By Mark Graham
Wikipedia, the collection of 37 million articles that anyone can edit, is defined by conflict. The ability for anyone to shape this global repository of knowledge inevitably means that we are presented with fascinating, shocking, and often hilarious discussions on the talk pages of articles. See the talk pages of articles about Barack Obama, the Persian Gulf, Freddie Mercury or the best of all “lamest edit wars”.
Some of my colleagues and I wanted to know whether we can model and map the controversiality of Wikipedia articles. We wanted to know whether controversy had distinct geographies? Turns out that it does. (You can find the preprint version of our paper here).
To quantify the controversiality of an article based on its editorial history, we focused on reverts, which are changes that an editor makes to undo another editor’s edits completely. We counted all of the reverts in the history of every article and gave a higher weight to editors that revert each other repeatedly.
This allowed us to get a sense of what the most controversial articles in each Wikipedia language editions are. In English, the most controversial article is George W Bush, followed by Anarchism and then Muhammed. In French, the most controversial articles are Ségolène Royal, UFOs and Jehovah’s Witnesses. Here is the full list and an interactive visualisation of Wikipedia conflicts.
The short version is that at the top of the lists in multiple languages we see articles related to religion, politics and football, something you would expect people to be arguing about. But what about the geography of these controversial articles in different languages? Where do we see the most controversial articles in different languages? At the bottom of the article is the full list of maps that we created, covering 13 language Wikipedias.
What do these maps tell us? First, we see an interesting amount of difference between the various language editions of Wikipedia. Some of the smaller Wikipedias have a high degree of self-focus in articles that are characterized by the greatest degree of conflict. For instance, we see articles with the highest amount of conflict in the Czech and Hebrew Wikipedias being about the Czech Republic and Israel respectively.

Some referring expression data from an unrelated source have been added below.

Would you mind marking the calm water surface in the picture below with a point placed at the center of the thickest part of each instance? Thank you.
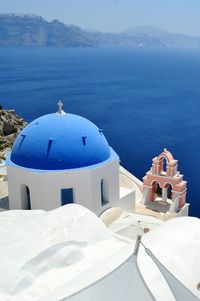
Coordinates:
(144, 100)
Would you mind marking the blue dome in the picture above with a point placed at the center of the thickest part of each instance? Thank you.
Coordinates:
(60, 141)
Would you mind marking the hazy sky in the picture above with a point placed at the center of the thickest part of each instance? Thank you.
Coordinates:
(114, 15)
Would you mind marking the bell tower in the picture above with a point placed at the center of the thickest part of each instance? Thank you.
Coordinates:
(163, 185)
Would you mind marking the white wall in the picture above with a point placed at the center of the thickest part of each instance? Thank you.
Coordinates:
(45, 187)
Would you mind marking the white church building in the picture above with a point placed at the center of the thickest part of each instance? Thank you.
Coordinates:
(58, 252)
(62, 158)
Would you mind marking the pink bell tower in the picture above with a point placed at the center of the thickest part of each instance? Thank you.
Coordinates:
(164, 185)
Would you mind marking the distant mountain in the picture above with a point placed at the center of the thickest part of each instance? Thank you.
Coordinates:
(33, 30)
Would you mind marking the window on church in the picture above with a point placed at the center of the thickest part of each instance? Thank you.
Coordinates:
(104, 200)
(67, 196)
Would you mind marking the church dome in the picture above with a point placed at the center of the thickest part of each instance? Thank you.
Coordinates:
(60, 141)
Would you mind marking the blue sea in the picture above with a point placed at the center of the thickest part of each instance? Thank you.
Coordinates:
(144, 99)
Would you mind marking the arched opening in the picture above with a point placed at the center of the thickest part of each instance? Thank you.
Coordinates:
(163, 165)
(67, 196)
(25, 197)
(157, 190)
(104, 199)
(169, 188)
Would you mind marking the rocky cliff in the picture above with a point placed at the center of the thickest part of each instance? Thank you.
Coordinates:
(10, 125)
(31, 30)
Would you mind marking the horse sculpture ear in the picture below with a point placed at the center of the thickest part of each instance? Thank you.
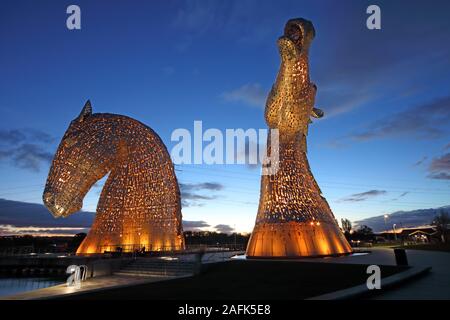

Even when looking at large languages that are primarily spoken in more than one country, we are able to see that a significant amount of self-focus occurs, in for example the Arabic or Spanish maps.
The interesting exception to this rule is the Middle East. All languages in our sample apart from Hungarian, Romanian, Japanese, and Chinese actually include articles on Israel as some of those characterized by a large amount of conflict.
Also worth pointing out is that we see significant differences in the geographic topics that generate the most conflict. The articles in Japanese that generate the most conflict are not only all located in Japan and, interestingly, are all educational institutions. The Portuguese articles that generate the most conflict are similarly all located in Brazil (the world’s largest Portuguese-speaking nation), with four out of the top five conflict scores being about football teams.
Within our sample, we actually only see the English, German and French Wikipedias with a significant amount of diversity in the topics and patterns of conflict in geographic articles. This probably indicates the less significant role that specific editors and arguments play in these larger encyclopedias.
Ultimately by visualizing the geography of conflict in Wikipedia, we are able to see both topics that appear to have cross-linguistic resonance (for example the Arab-Israeli conflict), and those of more narrow interest such as the Islas Malvinas/Falkland islands article in the Spanish Wikipedia.
These maps offer a window into not just the topics that different language communities are interested in, but also the topics that seem worth fighting about.